Wolfgang Amadeus Mozart (1756-1791)
Piano Concerto No.15 in B flat major, K450 (1784)
Piano Concerto No.20 in D minor, K466 (1785)
Arturo Benedetti Michelangeli (piano)
Sinfonieorchester des Süddeutschen Rundfunks/Anton von Bavier
rec. 11 July 1956, Ludwigsburg Festival
SWR Classic SWR19129CD [53]
These are well-known examples of Michelangeli’s art, first released on ICA Classics (ICAC5103) in which form they were reviewed here by Ralph Moore a decade ago. Here they are again, released by SWR and using the original SWR tapes, on the principle of what-goes-around-comes-around.

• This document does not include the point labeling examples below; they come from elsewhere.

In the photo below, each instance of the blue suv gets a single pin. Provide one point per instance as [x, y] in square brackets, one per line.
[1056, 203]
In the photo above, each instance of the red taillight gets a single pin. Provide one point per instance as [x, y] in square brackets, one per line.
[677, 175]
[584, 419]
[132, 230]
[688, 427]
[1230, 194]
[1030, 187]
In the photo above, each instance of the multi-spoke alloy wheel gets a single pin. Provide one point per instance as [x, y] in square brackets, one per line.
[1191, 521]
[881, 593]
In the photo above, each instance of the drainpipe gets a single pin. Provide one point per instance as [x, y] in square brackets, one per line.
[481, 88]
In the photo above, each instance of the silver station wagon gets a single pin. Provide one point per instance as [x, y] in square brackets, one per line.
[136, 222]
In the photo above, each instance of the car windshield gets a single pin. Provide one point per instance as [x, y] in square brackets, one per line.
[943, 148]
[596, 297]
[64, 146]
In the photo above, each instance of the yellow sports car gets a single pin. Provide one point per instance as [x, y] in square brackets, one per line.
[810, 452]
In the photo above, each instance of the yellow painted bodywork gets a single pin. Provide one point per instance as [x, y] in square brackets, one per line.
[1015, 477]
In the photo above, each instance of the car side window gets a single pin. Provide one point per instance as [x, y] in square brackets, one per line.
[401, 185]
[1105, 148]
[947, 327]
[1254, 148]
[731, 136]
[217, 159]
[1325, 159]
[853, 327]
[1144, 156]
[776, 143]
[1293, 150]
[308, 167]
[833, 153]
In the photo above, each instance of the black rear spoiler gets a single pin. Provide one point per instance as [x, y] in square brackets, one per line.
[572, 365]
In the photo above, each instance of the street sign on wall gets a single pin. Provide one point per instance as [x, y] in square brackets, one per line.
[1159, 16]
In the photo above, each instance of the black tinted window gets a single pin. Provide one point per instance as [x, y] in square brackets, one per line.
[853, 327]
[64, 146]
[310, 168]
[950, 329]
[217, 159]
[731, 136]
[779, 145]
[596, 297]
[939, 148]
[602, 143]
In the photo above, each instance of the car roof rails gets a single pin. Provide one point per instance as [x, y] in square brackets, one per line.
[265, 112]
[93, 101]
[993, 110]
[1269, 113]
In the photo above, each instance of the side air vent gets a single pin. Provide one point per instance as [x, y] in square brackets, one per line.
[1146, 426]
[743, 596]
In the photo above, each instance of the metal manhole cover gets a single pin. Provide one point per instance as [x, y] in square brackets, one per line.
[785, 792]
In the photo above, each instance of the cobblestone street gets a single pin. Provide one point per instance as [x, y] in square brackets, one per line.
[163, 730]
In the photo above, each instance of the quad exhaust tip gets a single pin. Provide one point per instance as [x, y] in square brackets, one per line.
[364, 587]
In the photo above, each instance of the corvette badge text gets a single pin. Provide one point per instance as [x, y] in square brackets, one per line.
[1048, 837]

In terms of classical music this generally means labels let ten years go by and then release their own version.
I’m happy to endorse RM’s view on these concertos. They were made when Michelangeli was at his most communicative and enshrine numerous examples of his ripe chording and his athletic treble playing. True, the mono sound though good for the time is still rather boxy – I’ve not heard the ICA Classics transfer – and Michelangeli’s piano tone, at least as caught by the microphones, is a touch clangy, but this is largely incidental. This is a two-concerto live festival performance, after all, and you accept the warts.

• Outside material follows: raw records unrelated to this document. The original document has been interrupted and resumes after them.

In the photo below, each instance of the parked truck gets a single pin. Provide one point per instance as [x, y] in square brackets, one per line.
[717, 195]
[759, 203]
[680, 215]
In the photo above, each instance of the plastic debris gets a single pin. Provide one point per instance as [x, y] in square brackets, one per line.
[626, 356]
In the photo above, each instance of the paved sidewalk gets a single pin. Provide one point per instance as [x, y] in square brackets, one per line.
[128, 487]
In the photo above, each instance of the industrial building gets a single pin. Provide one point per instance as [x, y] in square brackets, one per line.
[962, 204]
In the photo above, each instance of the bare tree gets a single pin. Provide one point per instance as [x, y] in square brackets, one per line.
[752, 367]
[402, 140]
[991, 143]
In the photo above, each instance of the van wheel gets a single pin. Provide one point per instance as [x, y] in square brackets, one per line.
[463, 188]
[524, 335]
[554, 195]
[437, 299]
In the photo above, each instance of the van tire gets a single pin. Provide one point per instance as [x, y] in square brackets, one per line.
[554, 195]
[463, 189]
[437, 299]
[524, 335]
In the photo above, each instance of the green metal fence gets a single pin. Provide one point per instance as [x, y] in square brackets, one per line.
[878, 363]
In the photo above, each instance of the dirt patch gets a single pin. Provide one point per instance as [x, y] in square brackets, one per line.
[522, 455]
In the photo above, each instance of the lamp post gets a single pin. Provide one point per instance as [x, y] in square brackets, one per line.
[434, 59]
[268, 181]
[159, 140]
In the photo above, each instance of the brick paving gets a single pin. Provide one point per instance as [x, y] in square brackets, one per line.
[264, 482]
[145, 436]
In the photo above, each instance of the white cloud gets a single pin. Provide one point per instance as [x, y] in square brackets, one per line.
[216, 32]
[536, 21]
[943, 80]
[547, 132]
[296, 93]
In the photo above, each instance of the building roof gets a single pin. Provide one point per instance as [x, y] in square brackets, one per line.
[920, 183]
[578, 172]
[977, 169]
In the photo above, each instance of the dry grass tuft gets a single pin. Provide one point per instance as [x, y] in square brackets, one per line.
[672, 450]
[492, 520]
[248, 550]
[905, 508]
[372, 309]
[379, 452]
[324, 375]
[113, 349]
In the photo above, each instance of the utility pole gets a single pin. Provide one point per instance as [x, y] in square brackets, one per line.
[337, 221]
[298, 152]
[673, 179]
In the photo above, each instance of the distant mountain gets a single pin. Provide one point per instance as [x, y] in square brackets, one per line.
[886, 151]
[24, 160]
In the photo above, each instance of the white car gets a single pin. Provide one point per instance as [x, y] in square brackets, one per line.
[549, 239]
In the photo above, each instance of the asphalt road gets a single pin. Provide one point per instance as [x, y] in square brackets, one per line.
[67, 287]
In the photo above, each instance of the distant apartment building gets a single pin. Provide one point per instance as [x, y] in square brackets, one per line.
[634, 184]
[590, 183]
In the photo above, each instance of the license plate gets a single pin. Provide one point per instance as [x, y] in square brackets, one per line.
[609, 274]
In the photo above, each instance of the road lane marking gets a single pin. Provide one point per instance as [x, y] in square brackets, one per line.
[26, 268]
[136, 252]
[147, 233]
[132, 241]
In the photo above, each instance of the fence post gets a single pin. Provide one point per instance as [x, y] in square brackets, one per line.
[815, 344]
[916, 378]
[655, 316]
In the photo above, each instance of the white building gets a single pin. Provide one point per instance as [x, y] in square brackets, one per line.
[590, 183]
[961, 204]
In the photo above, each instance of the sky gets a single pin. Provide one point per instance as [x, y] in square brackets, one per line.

K450 is played with tremendous reserves of brio and character, not least its first movement cadenza, and though there’s distortion during Michelangeli’s first entry in the Andante it passes quickly, allowing one to savour his direct, masculine playing. The finale is drolly dispatched and whilst the mono recording inevitably limits orchestral response, it’s clear that there’s a solid rapport between soloist and conductor, Anton von Bavier, as SWR has it, or Antoine de Bavier as ICA has it. As Beecham famously said to Thibaud: ‘Jacques, take your pick.’

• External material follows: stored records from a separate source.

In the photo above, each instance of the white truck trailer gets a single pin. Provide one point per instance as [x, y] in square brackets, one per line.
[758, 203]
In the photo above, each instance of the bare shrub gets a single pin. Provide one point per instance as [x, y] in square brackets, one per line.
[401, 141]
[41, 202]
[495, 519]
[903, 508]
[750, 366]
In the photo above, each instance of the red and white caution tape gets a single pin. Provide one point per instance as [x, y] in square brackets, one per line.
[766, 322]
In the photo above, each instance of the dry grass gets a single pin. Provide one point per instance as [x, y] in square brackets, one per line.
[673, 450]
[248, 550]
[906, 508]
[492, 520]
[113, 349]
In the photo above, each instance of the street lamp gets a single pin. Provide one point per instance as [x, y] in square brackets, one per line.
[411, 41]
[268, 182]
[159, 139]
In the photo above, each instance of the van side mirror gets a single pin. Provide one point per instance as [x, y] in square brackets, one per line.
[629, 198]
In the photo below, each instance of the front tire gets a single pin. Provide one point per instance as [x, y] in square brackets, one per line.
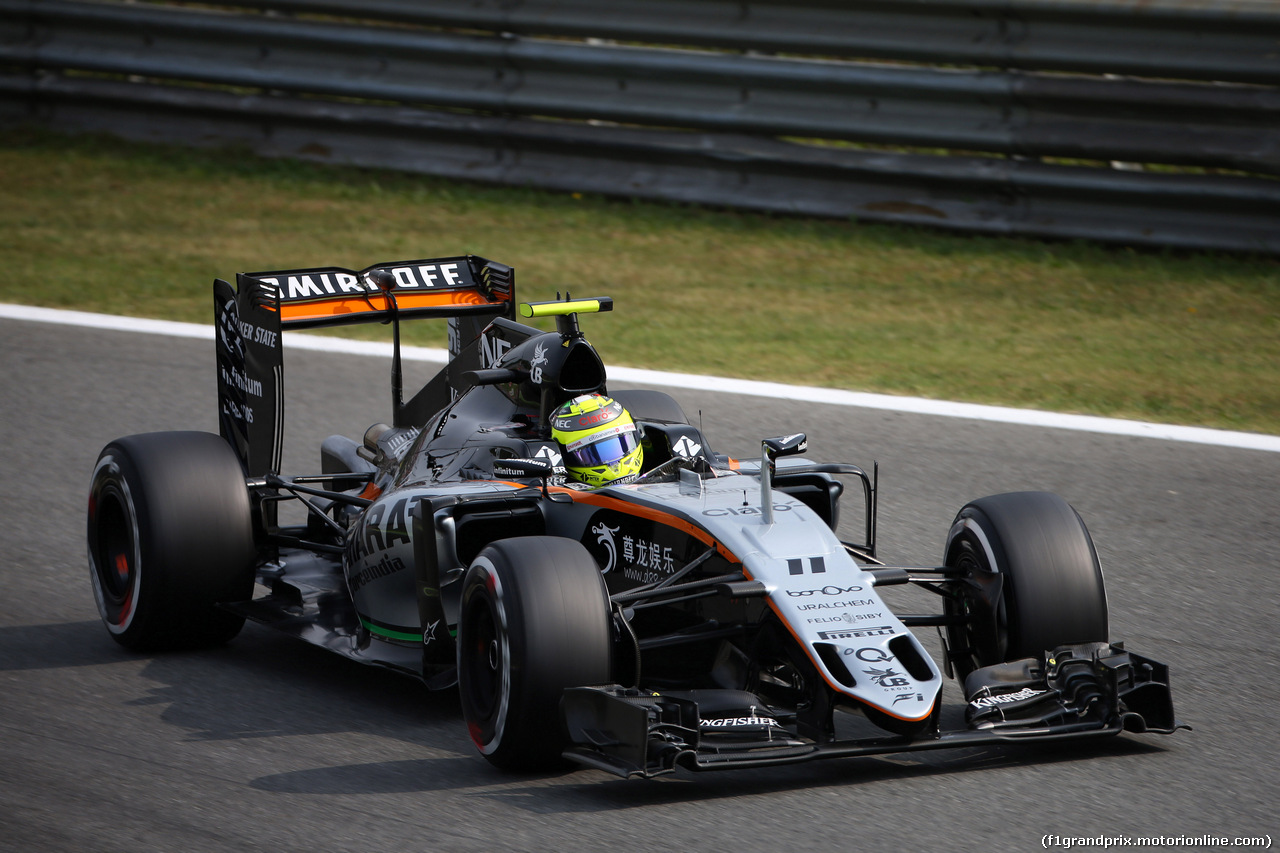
[1032, 580]
[534, 621]
[169, 537]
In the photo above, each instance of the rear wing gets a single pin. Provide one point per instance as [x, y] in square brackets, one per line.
[469, 291]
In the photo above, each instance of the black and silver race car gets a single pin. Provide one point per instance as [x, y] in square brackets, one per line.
[704, 615]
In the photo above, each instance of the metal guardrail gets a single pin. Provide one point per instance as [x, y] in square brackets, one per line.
[1216, 40]
[476, 105]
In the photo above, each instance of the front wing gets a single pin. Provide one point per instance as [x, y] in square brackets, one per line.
[1080, 692]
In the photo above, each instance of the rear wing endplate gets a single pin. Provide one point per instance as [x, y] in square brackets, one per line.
[467, 290]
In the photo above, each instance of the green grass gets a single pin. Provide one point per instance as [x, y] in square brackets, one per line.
[1192, 338]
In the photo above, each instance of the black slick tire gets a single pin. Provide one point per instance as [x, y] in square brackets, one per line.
[169, 537]
[534, 620]
[1032, 580]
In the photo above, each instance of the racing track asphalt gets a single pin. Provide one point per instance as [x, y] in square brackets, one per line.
[268, 744]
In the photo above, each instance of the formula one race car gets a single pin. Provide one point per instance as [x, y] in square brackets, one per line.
[699, 612]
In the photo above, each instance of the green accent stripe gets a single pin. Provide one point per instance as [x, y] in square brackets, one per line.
[392, 634]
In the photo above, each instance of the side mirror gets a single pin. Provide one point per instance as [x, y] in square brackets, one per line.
[772, 448]
[785, 446]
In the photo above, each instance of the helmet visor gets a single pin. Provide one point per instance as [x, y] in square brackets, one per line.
[607, 451]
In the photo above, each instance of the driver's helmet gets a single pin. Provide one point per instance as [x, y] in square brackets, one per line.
[599, 442]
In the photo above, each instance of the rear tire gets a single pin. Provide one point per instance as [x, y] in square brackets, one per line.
[170, 536]
[534, 620]
[1051, 593]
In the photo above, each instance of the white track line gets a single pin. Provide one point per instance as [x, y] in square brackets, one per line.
[772, 389]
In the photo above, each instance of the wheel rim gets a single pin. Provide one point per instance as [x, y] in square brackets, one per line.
[114, 548]
[485, 665]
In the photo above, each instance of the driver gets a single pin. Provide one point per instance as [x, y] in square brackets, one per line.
[599, 442]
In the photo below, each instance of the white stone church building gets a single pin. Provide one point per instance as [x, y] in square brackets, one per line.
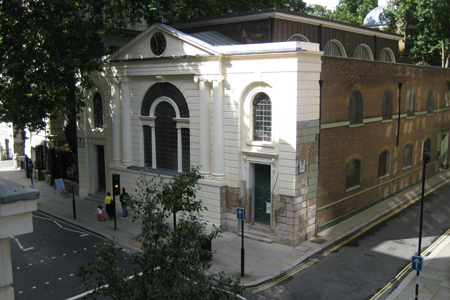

Michelangeli plays K466 especially well. There are a number of other surviving performances, such as the Stuttgart one from 1967 on Music & Arts, but I don’t think it’s superior to this one. Here we have a full reservoir of Michelangeli’s talents to encounter, his hands finely balanced, runs elegantly insouciant. There are some excusable orchestral infelicities – the wind tuning in the slow movement in particular – but the communicative esprit can’t be denied. In the finale Michelangeli’s bass is strongly defined and he avoids any temptation to fashion porcelain sonorities. On the contrary, this is vivid, commanding pianism.
So, it’s welcome back to this Mozartian brace and if you missed the earlier incarnation you can buy this one secure in the knowledge that it enshrines Michelangeli at his most engaging, lively and human.